Svitzer adds to its Amsterdam fleet

'Svitzer Amstel' will join the company's Amsterdam operation (Sanmar)
'Svitzer Amstel' will join the company's Amsterdam operation (Sanmar)
The 600m3hr fire pump is run off the port main engine (Sanmar)
The 600m3hr fire pump is run off the port main engine (Sanmar)
Towing over the stern is via a Data towing hook (Sanmar)
Towing over the stern is via a Data towing hook (Sanmar)
The wheelhouse is configured for towing over the bow (Sanmar)
The wheelhouse is configured for towing over the bow (Sanmar)

Svitzer Amsterdam have taken delivery of 'Svitzer Amstel', a relatively new and exclusive design from Robert Allan Ltd built by Sanmar Shipyards.

Built as Boğaҫay XII, the vessel is based on Robert Allan’s RAmparts 2400SX design and joins the five-strong fleet operated by Port Towage Amsterdam BV (PTA), a joint venture company between Svitzer and Iskes Towage.

Like most ports, Amsterdam has a range of tug requirements including operating in varying water depths and different locations both inside and outside the locks and selection of this design reflects the trend nowadays to match particular tugs with the operational profile of individual ports with Rick Broersma, Managing Director Continental Europe for Svitzer Europe commenting: “Svitzer Amstel is a welcome addition to our diverse fleet strengthening our service capability and reliability. With 60 tons bollard pull, Svitzer Amstel has been ordered and built ready to serve the needs of the Port of Amsterdam.”

Svitzer Amstel follows the delivery in 2014 of two similar RAmparts 2400SX tugs from Sanmar, Svitzer Hanne and Svitzer Tyne (built as Boğaҫay II and III respectively).

Built in accordance with ABS requirements, the tug carries the notation ABS+ A1, +AMS; Unrestricted service, UWILD and complies with applicable IMO regulations including Stability Guidelines A749 (18), main engine emissions requirements and GMDSS Area A2 standard. Operational requirements includes the ability to carry out ship-handling in indirect mode and in air temperatures from +40’C to -20’C.

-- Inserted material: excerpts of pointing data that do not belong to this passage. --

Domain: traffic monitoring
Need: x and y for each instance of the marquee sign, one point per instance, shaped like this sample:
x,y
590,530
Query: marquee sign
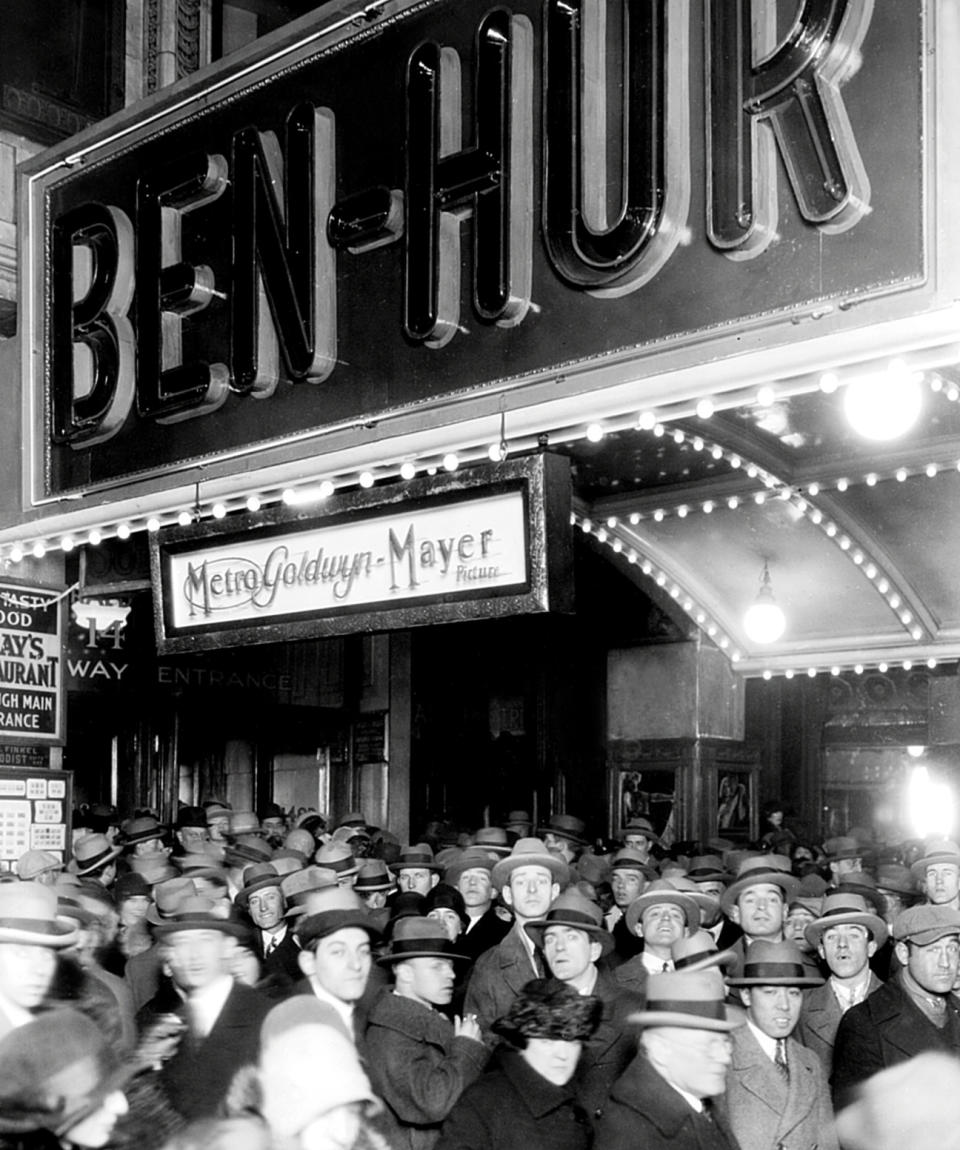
x,y
477,545
439,199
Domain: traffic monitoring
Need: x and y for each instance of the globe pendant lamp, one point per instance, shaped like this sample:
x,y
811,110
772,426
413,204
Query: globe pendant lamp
x,y
765,620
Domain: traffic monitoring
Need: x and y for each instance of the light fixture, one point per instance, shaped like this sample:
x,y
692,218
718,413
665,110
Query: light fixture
x,y
765,620
884,406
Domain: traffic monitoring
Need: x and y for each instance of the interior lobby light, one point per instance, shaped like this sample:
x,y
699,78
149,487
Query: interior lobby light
x,y
765,621
885,405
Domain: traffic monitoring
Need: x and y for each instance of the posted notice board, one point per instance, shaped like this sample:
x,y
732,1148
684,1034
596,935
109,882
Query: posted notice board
x,y
35,813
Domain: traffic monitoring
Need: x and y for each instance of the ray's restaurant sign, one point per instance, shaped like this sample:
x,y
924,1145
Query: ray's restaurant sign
x,y
377,212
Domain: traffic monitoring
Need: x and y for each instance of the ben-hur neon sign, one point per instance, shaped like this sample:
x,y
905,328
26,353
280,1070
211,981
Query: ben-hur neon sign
x,y
129,291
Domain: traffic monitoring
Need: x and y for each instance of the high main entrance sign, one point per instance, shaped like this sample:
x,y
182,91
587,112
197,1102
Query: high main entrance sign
x,y
450,198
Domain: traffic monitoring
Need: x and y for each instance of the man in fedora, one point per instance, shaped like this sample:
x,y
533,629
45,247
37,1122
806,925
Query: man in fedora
x,y
846,936
913,1011
776,1093
573,940
471,873
221,1017
31,935
420,1063
663,1099
529,880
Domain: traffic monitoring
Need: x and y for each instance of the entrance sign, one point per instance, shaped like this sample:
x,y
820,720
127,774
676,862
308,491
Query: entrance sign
x,y
363,217
475,545
31,653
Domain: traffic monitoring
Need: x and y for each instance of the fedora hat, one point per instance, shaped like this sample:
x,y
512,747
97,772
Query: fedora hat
x,y
566,826
337,857
757,871
573,909
374,875
471,858
28,914
775,964
333,909
417,937
140,830
256,878
419,856
698,951
530,852
640,826
92,851
691,999
662,890
845,907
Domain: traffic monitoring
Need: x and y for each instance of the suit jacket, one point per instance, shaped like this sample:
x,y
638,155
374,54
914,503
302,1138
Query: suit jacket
x,y
417,1067
645,1111
819,1021
197,1078
498,978
766,1111
883,1030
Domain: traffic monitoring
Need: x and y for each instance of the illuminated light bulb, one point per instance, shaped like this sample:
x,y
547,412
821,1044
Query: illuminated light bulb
x,y
884,405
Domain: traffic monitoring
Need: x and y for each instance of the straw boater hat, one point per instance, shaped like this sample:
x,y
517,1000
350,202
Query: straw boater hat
x,y
662,890
845,907
571,909
416,937
28,914
775,964
692,999
92,851
530,852
758,871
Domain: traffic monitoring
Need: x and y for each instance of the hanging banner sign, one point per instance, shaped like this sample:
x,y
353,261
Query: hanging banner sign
x,y
31,653
474,545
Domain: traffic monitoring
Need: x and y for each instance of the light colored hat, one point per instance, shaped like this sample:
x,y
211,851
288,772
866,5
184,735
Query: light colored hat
x,y
28,914
692,999
530,852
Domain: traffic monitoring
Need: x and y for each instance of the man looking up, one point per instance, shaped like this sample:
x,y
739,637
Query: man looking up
x,y
913,1012
529,880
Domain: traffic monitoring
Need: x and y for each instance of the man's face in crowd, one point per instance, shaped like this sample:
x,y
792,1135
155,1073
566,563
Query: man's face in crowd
x,y
476,887
25,973
627,886
417,879
774,1010
530,891
340,963
943,882
759,911
846,949
569,952
934,966
266,907
197,958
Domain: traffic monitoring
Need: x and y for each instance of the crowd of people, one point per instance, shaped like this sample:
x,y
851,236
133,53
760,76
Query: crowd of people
x,y
248,980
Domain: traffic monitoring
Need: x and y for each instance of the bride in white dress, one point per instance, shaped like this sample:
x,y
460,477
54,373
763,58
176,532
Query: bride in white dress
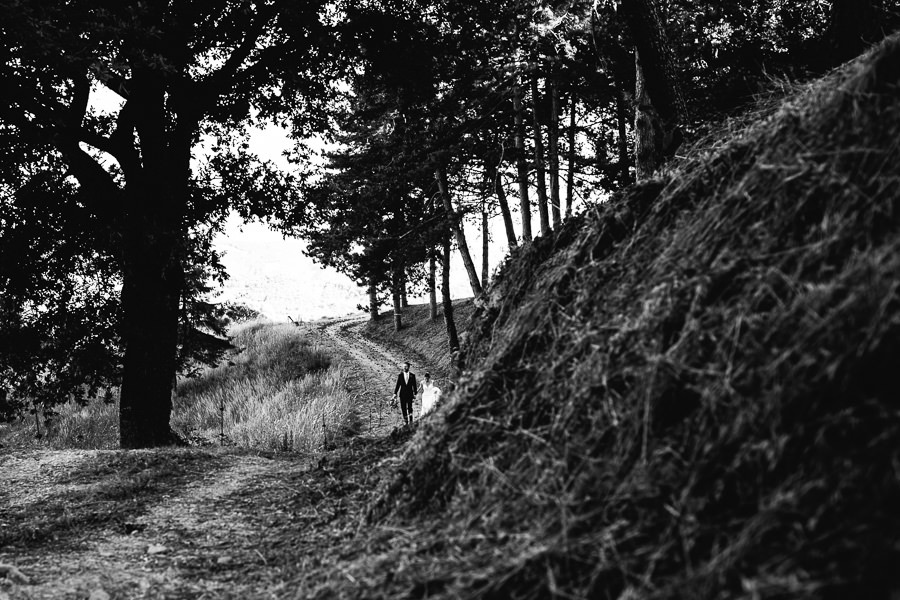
x,y
430,395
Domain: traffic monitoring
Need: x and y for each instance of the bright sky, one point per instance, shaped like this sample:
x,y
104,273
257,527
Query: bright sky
x,y
272,275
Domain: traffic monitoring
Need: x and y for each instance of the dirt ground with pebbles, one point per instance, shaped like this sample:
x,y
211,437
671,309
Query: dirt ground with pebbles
x,y
191,522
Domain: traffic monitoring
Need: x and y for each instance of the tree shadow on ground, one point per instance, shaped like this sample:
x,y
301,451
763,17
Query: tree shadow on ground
x,y
102,491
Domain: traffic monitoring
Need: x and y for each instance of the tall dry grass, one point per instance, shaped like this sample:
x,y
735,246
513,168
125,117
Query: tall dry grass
x,y
278,391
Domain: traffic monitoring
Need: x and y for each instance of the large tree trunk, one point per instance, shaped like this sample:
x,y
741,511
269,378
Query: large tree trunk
x,y
457,228
541,184
570,141
373,299
432,293
553,143
485,245
452,337
152,278
521,164
153,274
659,104
504,210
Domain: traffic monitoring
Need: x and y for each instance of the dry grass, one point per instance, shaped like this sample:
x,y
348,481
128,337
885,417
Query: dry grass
x,y
691,392
277,392
280,392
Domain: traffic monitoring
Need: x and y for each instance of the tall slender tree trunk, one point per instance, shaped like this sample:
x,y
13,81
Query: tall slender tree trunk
x,y
659,103
373,299
553,143
457,227
622,124
485,245
522,164
504,210
432,293
541,184
447,303
396,284
404,300
570,142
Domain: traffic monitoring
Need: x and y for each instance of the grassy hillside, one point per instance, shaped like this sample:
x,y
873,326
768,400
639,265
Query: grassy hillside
x,y
691,391
424,341
274,392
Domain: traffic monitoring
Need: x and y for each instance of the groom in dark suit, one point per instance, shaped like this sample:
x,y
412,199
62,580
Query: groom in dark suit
x,y
406,387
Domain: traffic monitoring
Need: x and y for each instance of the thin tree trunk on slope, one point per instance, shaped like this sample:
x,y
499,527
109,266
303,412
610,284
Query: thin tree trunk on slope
x,y
373,299
541,184
504,209
622,123
395,296
484,245
521,164
457,228
432,292
659,103
452,337
570,141
404,300
553,142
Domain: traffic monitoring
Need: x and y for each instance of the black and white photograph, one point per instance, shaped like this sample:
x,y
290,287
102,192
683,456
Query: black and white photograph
x,y
457,299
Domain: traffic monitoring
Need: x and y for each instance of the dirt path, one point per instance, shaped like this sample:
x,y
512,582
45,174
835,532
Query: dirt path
x,y
374,373
184,523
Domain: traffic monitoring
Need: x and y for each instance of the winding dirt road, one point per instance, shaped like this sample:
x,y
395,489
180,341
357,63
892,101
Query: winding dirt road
x,y
184,523
375,371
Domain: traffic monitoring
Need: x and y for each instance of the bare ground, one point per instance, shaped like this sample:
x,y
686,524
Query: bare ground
x,y
196,523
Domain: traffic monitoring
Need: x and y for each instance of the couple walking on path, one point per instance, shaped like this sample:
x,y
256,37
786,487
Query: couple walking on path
x,y
407,389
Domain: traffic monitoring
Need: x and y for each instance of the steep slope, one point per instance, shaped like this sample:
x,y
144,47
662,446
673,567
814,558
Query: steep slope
x,y
692,391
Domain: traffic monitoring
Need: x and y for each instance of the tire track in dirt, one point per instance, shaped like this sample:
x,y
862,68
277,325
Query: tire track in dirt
x,y
373,377
213,536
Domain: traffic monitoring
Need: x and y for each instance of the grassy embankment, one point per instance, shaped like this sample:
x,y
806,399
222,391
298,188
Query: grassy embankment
x,y
690,391
421,340
277,391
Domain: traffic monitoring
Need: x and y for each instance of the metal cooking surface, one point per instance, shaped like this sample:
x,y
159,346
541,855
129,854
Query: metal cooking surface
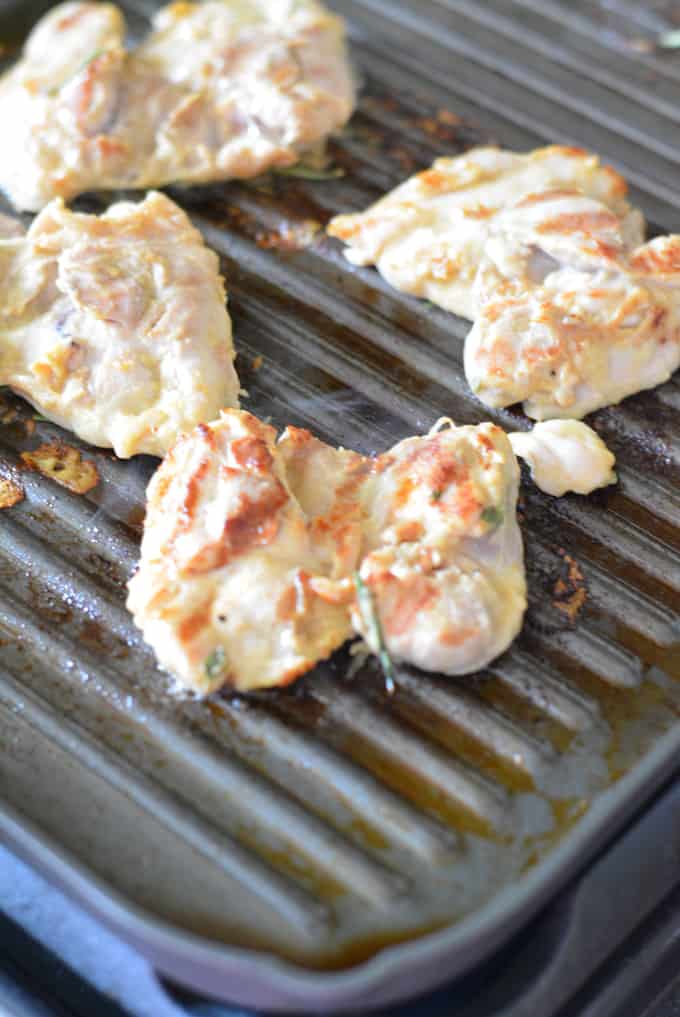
x,y
328,820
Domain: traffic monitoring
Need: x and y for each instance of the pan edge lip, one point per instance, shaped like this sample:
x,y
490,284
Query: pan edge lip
x,y
470,941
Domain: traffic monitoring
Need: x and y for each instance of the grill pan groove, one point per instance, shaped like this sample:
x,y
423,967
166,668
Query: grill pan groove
x,y
266,848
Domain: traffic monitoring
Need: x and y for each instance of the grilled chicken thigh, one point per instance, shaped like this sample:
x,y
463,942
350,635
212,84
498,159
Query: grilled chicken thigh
x,y
442,553
570,317
261,557
428,235
219,90
115,326
565,456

Dimensions include: 24.4m LOA (excluding fendering), 11.25m breadth moulded, 4.38m depth moulded and 5.2m maximum draught. Approximate tank capacities include 84,200 litres of fuel oil and 10,600 litres of fresh water.

Svitzer Amstel is built to Sanmar/Robert Allan Ltd.’s usual high standards producing an aesthetically pleasing vessel while at the same time being both functional and meeting operational requirements; one example being maximising wheelhouse visibility while retaining structural rigidity and avoiding resonant vibration in the structure.

Main machinery comprises two electric-start Caterpillar 3512C diesels each rated at 1,765kW at 1,800 RPM, the port engine driving a 600m3/hr fire pump supplying a similar capacity foam/water monitor. Propulsion is provided by two Rolls-Royce US205 FP azimuth thrusters with 2,400mm diameter fixed-pitch propellers in nozzles and with combi-type controls provided for each thruster. Auxiliary machinery includes two Caterpillar C4.4 230/400V, 107kVA, 50Hz gensets, each operating at 1,500 RPM.

The tug is configured for towing primarily over the bow from a DMT TW-E 250KN, variable speed, double-drum towing winch with storage capacity for 135m of 40mm UHMWPE synthetic rope and a high-pull/low speed figure of 250kN (first layer) and 1,250kN braking force. A Data electrically-driven anchor windlass is also positioned forward and provision for towing over the stern is via a DTH 70-130P, 70 ton SWL rotating disc, quick-release towing hook tested to 130 tons.

An example of the attention to detail in the accommodation is the requirement for minimum maintenance including use of durable materials and ensuring surfaces are free of inaccessible corners or open joints that could collect dirt. Two single officers’ cabins are in the lower accommodation along with two double crew cabins, all outfitted to a high standard.

Navigation equipment includes: GPS compass, wind speed and direction monitors, radar and GPS from Simrad with JMC supplying the echo sounder and Cassens & Plath the Reflecta 3 magnetic compass. Svitzer Amstel’s GDMSS Area A2 installation is dominated by Sailor who supplied equipment including: two Sailor 6222 VHF sets, Sailor Sart II search and rescue transponder, Sailor 6310 SSB and an SE406 II EPIRB. The internal communication installation includes: call stations in the pantry, mess/lounge and lobby; weatherproof station on the weather decks and headset stations in the engine room and thruster compartment.